Line joiners
Join a list of text lines into a single line, adding spaces between lines only where necessary and rejoining hyphenated words. This is useful for when extracting text from a PDF or using an OCR application.
The join_lines function
The simplest way to join multiple lines into a single text in malti is as follows:
1import malti.line_joiner
2
3lines = ['Dan it-', 'test huwa', 'maqsum f\'div-', 'ersi linji.']
4text = malti.line_joiner.join_lines(text, fix_hyphenated_words=True)
5print(text)
'Dan it-test huwa maqsum f\'diversi linji.'
The LineJoiner class
The above is a convenience function that makes use of a default line joiner (RBLineJoiner in this version).

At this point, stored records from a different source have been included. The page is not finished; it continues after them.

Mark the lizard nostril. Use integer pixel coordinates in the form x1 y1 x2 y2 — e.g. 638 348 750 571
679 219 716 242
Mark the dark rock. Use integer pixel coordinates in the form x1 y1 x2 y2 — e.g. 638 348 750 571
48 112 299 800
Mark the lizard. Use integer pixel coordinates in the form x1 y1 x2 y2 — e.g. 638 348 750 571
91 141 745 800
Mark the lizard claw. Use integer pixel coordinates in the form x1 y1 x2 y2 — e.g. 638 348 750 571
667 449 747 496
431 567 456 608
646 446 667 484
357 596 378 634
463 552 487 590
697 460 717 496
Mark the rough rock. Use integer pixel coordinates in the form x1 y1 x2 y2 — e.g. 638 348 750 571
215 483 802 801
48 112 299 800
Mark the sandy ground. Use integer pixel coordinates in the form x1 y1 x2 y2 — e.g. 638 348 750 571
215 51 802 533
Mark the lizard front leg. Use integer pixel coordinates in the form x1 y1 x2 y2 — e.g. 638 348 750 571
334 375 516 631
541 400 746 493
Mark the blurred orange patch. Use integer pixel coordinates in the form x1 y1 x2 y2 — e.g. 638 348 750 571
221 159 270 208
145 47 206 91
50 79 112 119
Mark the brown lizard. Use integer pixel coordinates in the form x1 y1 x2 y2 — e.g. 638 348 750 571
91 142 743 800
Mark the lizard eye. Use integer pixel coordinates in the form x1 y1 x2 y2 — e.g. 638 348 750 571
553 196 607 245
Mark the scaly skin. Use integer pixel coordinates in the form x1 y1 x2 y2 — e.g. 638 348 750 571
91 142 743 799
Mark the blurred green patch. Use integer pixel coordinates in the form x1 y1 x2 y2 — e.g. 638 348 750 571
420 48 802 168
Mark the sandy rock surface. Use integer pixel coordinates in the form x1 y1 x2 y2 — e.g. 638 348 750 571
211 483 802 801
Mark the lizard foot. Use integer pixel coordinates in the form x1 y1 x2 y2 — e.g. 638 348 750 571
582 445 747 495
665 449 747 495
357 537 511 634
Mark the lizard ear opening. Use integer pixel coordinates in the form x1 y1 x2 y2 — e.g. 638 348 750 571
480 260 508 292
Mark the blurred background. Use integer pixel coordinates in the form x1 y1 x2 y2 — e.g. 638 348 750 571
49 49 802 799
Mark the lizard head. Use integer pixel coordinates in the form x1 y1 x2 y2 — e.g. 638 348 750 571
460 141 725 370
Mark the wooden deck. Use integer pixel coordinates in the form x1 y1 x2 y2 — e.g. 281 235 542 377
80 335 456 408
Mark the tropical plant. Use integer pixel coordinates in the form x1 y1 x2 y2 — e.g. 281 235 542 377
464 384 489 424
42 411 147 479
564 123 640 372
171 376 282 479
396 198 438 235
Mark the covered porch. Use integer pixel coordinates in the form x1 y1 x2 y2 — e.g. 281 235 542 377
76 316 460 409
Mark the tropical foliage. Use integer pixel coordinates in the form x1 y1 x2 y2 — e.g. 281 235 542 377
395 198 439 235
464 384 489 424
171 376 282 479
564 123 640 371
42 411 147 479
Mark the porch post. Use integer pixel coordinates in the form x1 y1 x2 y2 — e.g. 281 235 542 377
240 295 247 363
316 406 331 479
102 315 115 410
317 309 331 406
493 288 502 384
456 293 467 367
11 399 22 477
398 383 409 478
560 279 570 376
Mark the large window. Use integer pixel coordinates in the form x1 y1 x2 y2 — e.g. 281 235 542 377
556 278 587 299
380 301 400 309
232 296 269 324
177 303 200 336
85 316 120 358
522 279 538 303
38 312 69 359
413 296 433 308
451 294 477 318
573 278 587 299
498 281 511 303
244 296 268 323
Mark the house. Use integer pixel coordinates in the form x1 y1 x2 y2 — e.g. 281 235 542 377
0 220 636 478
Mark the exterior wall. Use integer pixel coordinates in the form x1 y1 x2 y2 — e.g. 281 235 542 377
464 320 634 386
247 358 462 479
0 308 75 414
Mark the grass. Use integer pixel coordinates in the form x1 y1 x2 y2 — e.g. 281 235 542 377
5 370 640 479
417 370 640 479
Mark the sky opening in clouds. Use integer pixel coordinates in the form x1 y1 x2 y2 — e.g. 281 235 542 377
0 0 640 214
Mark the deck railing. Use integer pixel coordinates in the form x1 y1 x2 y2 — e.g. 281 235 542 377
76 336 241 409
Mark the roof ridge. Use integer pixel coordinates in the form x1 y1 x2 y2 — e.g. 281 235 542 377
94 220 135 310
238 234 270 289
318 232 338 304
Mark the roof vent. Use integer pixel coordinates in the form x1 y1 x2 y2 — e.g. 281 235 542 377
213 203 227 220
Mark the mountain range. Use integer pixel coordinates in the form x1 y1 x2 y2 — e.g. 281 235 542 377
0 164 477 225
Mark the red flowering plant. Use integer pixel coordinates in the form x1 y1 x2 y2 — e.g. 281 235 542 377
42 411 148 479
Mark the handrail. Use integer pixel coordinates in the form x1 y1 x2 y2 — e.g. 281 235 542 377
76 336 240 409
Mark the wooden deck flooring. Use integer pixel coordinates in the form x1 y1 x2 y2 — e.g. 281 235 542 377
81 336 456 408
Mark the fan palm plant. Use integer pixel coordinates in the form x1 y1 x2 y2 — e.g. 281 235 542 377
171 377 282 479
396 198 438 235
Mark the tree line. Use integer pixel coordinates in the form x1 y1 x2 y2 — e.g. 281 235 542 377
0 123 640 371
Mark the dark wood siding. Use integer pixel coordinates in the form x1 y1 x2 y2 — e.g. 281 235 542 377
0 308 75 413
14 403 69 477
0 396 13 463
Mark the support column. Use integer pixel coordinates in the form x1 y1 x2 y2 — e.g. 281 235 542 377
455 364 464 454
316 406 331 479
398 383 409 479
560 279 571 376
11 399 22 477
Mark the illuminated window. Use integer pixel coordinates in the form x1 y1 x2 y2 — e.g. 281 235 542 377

To gain access to all the features of line joiners, they should be used in their class form, for example:
1import malti.line_joiner
2
3splitter = malti.line_joiner.RMLineJoiner()
4
5lines = ['Dan it-', 'test huwa', 'maqsum f\'div-', 'ersi linji.']
6text = malti.line_joiner.join_lines(text, fix_hyphenated_words=True)
7print(text)
'Dan it-test huwa maqsum f\'diversi linji.'
Available line joiners
The following line joiners are available:
malti.line_joiner.RBLineJoiner(rb_line_joiner.py): ALineJoinerthat processes lines with a rule-based algorithm.